Université de Sherbrooke, Faculté de médecine et des sciences de la santé, Sherbrooke, Quebec, Canada.
Université de Sherbrooke, Faculté de médecine et des sciences de la santé, Sherbrooke, Quebec, Canada.
Pain Manag Nurs. 2020 Dec;21(6):488-494. doi: 10.1016/j.pmn.2020.03.002. Epub 2020 Jul 4.
Although pain undeniably has negative consequences, pain management often remains suboptimal, particularly in the pediatric population in the emergency room (ER).
In this observational study using qualitative and quantitative methods, we investigated everyday adherence to current nursing best-practice pediatric guidelines in the ER paying particular attention to the interaction between children, parents, and nurses.

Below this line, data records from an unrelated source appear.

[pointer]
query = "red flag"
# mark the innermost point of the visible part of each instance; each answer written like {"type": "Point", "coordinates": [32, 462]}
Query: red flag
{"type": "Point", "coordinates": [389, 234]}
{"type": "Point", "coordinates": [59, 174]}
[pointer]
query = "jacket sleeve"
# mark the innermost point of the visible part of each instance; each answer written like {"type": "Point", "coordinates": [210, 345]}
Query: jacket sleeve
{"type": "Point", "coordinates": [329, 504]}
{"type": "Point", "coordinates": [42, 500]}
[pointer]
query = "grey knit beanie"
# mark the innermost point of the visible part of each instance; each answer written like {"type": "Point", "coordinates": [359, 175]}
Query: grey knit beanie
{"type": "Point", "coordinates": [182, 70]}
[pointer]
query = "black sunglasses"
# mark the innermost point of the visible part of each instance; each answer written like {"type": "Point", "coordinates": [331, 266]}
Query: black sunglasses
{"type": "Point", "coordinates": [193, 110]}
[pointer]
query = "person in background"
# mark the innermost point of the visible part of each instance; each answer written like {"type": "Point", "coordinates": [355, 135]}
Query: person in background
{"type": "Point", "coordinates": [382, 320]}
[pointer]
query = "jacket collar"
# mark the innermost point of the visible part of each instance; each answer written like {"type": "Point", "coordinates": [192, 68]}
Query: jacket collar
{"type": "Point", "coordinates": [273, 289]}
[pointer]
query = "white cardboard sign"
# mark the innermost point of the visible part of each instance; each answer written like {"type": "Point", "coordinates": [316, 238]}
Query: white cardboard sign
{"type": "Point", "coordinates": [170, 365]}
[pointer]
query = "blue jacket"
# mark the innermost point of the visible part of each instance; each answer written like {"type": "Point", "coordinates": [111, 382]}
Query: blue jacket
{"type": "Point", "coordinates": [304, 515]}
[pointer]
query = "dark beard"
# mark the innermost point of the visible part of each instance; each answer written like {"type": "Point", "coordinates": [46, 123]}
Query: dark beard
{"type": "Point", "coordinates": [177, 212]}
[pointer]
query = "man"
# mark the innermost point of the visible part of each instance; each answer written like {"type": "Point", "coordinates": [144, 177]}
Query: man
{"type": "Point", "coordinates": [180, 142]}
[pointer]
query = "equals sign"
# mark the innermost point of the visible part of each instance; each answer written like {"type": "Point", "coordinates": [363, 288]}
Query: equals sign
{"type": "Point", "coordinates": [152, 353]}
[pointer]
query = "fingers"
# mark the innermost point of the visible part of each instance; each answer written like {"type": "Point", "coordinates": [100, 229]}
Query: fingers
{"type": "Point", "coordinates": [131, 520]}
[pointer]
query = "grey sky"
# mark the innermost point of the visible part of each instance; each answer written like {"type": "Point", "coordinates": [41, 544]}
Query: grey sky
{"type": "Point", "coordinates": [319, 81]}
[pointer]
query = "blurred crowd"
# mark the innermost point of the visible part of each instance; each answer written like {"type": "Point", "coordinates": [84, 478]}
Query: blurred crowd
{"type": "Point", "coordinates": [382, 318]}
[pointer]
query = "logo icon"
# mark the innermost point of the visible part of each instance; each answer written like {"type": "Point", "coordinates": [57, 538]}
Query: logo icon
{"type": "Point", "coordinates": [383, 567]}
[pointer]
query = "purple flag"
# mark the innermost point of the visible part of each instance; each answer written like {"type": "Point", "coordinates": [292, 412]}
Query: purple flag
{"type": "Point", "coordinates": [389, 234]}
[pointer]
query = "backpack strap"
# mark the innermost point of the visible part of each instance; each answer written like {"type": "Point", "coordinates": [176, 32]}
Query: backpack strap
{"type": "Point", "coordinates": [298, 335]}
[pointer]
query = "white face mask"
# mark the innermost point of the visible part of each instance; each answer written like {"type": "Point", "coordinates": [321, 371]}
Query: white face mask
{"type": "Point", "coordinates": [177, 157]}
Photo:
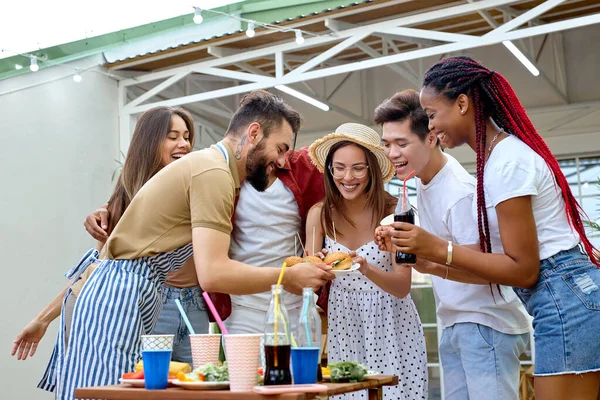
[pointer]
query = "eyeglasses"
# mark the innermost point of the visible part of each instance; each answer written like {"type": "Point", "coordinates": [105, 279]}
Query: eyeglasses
{"type": "Point", "coordinates": [357, 171]}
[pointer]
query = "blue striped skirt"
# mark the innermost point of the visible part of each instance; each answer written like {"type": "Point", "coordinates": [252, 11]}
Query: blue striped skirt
{"type": "Point", "coordinates": [120, 302]}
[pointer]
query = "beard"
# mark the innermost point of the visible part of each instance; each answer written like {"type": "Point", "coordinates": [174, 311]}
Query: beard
{"type": "Point", "coordinates": [256, 168]}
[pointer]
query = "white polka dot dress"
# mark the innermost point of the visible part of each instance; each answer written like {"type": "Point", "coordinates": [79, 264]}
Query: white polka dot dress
{"type": "Point", "coordinates": [379, 330]}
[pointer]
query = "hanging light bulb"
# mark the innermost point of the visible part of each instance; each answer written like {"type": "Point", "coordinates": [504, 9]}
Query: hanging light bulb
{"type": "Point", "coordinates": [198, 16]}
{"type": "Point", "coordinates": [250, 31]}
{"type": "Point", "coordinates": [33, 64]}
{"type": "Point", "coordinates": [299, 37]}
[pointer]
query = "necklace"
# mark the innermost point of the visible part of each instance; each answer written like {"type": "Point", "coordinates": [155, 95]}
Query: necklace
{"type": "Point", "coordinates": [493, 140]}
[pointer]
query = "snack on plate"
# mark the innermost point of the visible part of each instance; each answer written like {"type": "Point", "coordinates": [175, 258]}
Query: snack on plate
{"type": "Point", "coordinates": [207, 373]}
{"type": "Point", "coordinates": [347, 371]}
{"type": "Point", "coordinates": [174, 367]}
{"type": "Point", "coordinates": [293, 260]}
{"type": "Point", "coordinates": [338, 260]}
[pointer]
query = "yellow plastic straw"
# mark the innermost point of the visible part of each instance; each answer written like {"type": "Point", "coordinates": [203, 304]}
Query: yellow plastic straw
{"type": "Point", "coordinates": [276, 338]}
{"type": "Point", "coordinates": [277, 301]}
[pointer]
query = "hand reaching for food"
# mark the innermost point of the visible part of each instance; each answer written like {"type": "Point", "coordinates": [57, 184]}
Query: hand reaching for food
{"type": "Point", "coordinates": [26, 343]}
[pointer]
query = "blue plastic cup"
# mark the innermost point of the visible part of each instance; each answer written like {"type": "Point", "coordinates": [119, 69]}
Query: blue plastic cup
{"type": "Point", "coordinates": [304, 364]}
{"type": "Point", "coordinates": [156, 368]}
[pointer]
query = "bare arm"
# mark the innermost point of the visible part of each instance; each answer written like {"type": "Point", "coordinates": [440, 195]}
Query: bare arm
{"type": "Point", "coordinates": [518, 266]}
{"type": "Point", "coordinates": [218, 273]}
{"type": "Point", "coordinates": [313, 220]}
{"type": "Point", "coordinates": [382, 237]}
{"type": "Point", "coordinates": [454, 274]}
{"type": "Point", "coordinates": [27, 341]}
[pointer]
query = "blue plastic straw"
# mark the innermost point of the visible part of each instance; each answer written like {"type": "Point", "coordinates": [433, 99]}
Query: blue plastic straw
{"type": "Point", "coordinates": [185, 318]}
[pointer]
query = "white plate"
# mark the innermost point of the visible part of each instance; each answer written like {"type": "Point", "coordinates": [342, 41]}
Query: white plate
{"type": "Point", "coordinates": [387, 220]}
{"type": "Point", "coordinates": [338, 272]}
{"type": "Point", "coordinates": [202, 385]}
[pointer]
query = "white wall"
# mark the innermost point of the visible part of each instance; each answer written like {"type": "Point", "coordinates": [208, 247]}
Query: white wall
{"type": "Point", "coordinates": [59, 141]}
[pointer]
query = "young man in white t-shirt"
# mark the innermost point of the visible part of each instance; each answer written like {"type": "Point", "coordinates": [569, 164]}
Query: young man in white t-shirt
{"type": "Point", "coordinates": [485, 327]}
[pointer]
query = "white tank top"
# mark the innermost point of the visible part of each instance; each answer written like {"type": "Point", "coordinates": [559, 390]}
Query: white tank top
{"type": "Point", "coordinates": [265, 224]}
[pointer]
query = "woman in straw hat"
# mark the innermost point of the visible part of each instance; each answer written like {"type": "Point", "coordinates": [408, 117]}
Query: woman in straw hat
{"type": "Point", "coordinates": [371, 317]}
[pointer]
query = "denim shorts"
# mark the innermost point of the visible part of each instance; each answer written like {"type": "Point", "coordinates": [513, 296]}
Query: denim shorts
{"type": "Point", "coordinates": [170, 321]}
{"type": "Point", "coordinates": [565, 306]}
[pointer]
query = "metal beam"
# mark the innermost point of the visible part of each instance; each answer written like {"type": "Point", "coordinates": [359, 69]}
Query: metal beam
{"type": "Point", "coordinates": [339, 26]}
{"type": "Point", "coordinates": [338, 86]}
{"type": "Point", "coordinates": [329, 53]}
{"type": "Point", "coordinates": [156, 90]}
{"type": "Point", "coordinates": [526, 16]}
{"type": "Point", "coordinates": [320, 40]}
{"type": "Point", "coordinates": [236, 75]}
{"type": "Point", "coordinates": [396, 58]}
{"type": "Point", "coordinates": [492, 22]}
{"type": "Point", "coordinates": [279, 64]}
{"type": "Point", "coordinates": [559, 62]}
{"type": "Point", "coordinates": [425, 34]}
{"type": "Point", "coordinates": [394, 67]}
{"type": "Point", "coordinates": [221, 52]}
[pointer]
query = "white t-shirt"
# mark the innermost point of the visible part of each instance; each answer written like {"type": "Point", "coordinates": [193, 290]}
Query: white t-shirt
{"type": "Point", "coordinates": [263, 236]}
{"type": "Point", "coordinates": [515, 170]}
{"type": "Point", "coordinates": [445, 209]}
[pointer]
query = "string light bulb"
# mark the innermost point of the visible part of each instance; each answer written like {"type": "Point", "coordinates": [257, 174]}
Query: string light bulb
{"type": "Point", "coordinates": [198, 16]}
{"type": "Point", "coordinates": [33, 66]}
{"type": "Point", "coordinates": [250, 31]}
{"type": "Point", "coordinates": [299, 37]}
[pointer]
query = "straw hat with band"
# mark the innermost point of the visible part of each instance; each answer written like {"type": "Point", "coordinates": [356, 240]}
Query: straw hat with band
{"type": "Point", "coordinates": [355, 133]}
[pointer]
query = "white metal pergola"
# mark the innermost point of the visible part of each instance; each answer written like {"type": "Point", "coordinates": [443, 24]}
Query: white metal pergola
{"type": "Point", "coordinates": [430, 42]}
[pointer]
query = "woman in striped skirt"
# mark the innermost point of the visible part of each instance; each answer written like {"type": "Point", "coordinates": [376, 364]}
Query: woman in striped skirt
{"type": "Point", "coordinates": [168, 134]}
{"type": "Point", "coordinates": [119, 303]}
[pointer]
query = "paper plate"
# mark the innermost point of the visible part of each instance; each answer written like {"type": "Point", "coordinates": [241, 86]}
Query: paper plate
{"type": "Point", "coordinates": [133, 382]}
{"type": "Point", "coordinates": [138, 382]}
{"type": "Point", "coordinates": [202, 385]}
{"type": "Point", "coordinates": [338, 272]}
{"type": "Point", "coordinates": [369, 373]}
{"type": "Point", "coordinates": [387, 220]}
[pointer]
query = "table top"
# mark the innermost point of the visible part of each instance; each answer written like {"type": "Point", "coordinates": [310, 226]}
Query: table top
{"type": "Point", "coordinates": [126, 392]}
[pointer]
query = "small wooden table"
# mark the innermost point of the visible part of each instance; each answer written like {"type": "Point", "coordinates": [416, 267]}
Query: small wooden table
{"type": "Point", "coordinates": [374, 384]}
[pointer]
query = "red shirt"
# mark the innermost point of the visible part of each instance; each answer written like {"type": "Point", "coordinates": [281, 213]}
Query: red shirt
{"type": "Point", "coordinates": [305, 181]}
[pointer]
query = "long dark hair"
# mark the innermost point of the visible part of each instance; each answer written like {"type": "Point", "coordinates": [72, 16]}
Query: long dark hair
{"type": "Point", "coordinates": [493, 97]}
{"type": "Point", "coordinates": [378, 199]}
{"type": "Point", "coordinates": [143, 157]}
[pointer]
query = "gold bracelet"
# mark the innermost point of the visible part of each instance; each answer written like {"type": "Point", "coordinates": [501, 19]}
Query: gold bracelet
{"type": "Point", "coordinates": [449, 255]}
{"type": "Point", "coordinates": [448, 258]}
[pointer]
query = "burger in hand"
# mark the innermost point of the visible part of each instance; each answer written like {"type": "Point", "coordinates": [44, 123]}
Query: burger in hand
{"type": "Point", "coordinates": [338, 260]}
{"type": "Point", "coordinates": [293, 260]}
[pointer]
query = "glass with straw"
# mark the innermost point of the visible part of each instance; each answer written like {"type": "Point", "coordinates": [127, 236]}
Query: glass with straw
{"type": "Point", "coordinates": [306, 356]}
{"type": "Point", "coordinates": [277, 339]}
{"type": "Point", "coordinates": [405, 213]}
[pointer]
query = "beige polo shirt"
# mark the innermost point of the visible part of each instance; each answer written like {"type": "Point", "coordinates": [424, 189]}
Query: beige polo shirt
{"type": "Point", "coordinates": [198, 190]}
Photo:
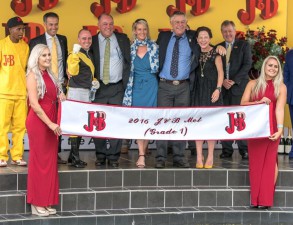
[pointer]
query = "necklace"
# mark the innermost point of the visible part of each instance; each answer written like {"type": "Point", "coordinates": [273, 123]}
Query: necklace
{"type": "Point", "coordinates": [202, 68]}
{"type": "Point", "coordinates": [203, 59]}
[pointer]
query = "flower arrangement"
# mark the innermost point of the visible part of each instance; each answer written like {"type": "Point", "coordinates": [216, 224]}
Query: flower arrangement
{"type": "Point", "coordinates": [264, 44]}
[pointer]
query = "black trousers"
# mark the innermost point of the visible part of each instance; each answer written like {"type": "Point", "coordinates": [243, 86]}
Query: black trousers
{"type": "Point", "coordinates": [232, 99]}
{"type": "Point", "coordinates": [109, 94]}
{"type": "Point", "coordinates": [170, 95]}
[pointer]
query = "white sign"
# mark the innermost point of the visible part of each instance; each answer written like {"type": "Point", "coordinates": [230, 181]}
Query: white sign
{"type": "Point", "coordinates": [204, 123]}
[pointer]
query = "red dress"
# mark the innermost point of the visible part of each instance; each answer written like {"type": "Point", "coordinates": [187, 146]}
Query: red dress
{"type": "Point", "coordinates": [43, 181]}
{"type": "Point", "coordinates": [263, 159]}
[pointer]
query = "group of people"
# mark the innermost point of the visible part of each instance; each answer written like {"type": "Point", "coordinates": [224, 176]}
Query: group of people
{"type": "Point", "coordinates": [182, 68]}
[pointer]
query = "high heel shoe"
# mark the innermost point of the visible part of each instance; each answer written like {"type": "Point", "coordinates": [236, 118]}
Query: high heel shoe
{"type": "Point", "coordinates": [141, 165]}
{"type": "Point", "coordinates": [39, 211]}
{"type": "Point", "coordinates": [208, 166]}
{"type": "Point", "coordinates": [51, 210]}
{"type": "Point", "coordinates": [199, 165]}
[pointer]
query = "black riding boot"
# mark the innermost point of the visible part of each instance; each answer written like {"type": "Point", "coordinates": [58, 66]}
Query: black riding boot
{"type": "Point", "coordinates": [74, 154]}
{"type": "Point", "coordinates": [78, 144]}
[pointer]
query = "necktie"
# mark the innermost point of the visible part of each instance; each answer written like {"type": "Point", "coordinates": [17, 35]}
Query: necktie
{"type": "Point", "coordinates": [229, 48]}
{"type": "Point", "coordinates": [175, 57]}
{"type": "Point", "coordinates": [106, 67]}
{"type": "Point", "coordinates": [54, 56]}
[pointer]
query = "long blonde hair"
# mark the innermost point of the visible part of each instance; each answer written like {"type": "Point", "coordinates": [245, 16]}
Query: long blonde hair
{"type": "Point", "coordinates": [261, 83]}
{"type": "Point", "coordinates": [33, 67]}
{"type": "Point", "coordinates": [134, 25]}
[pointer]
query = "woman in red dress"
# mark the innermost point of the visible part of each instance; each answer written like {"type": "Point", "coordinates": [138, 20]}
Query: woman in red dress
{"type": "Point", "coordinates": [43, 89]}
{"type": "Point", "coordinates": [263, 168]}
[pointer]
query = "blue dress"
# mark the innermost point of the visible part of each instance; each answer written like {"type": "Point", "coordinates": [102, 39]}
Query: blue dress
{"type": "Point", "coordinates": [145, 84]}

An adapted version of the nursing observation tool for pain management was used to describe pediatric pain management provided by nurses caring for children (0-14 years old) admitted to the ER. We also assessed child-parent-nurse interactions. (The aim of the study was presented to the nurses as part of the survey on interactions without specifying the focus on pain management.) RESULTS: Forty-seven children were included (91 painful episodes) during the observation period (112 hours). There was a screening for pain in 55% of cases, and pain scales were used in 10% of cases. Analgesic treatments were administered in 75% of cases (procedural or disease-related pain). Follow-up evaluations were performed in 19% of cases. Nonpharmacologic approaches were scarcely used. The use of both helpful and nonhelpful languages were noted during interactions with children and parents. Parents' collaboration was rarely requested to help relieve their child's pain.
Our results show that pediatric pain management in the ER could be optimized. Parents are still not considerably involved in their child's pain management. Parents' involvement could contribute to improving pediatric pain management.
尽管疼痛无疑会带来负面影响,但疼痛管理往往仍不尽如人意,尤其是在急诊室(ER)的儿科人群中。
在这项使用定性和定量方法的观察性研究中,我们调查了 ER 中日常护理对当前儿科最佳实践指南的依从性,特别关注儿童、父母和护士之间的相互作用。
使用经过改编的疼痛管理护理观察工具,描述护士对 ER 收治的儿童(0-14 岁)进行的儿科疼痛管理。我们还评估了儿童-家长-护士之间的互动。(研究目的作为互动调查的一部分向护士介绍,但未具体说明关注疼痛管理。)
在观察期间(112 小时)共纳入 47 名儿童(91 个疼痛发作)。55%的病例进行了疼痛筛查,10%的病例使用了疼痛量表。75%的病例给予了镇痛治疗(程序或疾病相关疼痛)。19%的病例进行了随访评估。很少使用非药物方法。在与儿童和家长的互动中,注意到了有用和无用的语言。很少要求家长合作帮助缓解孩子的疼痛。
我们的结果表明,ER 中的儿科疼痛管理可以得到优化。家长在孩子的疼痛管理中仍未得到充分参与。家长的参与有助于改善儿科疼痛管理。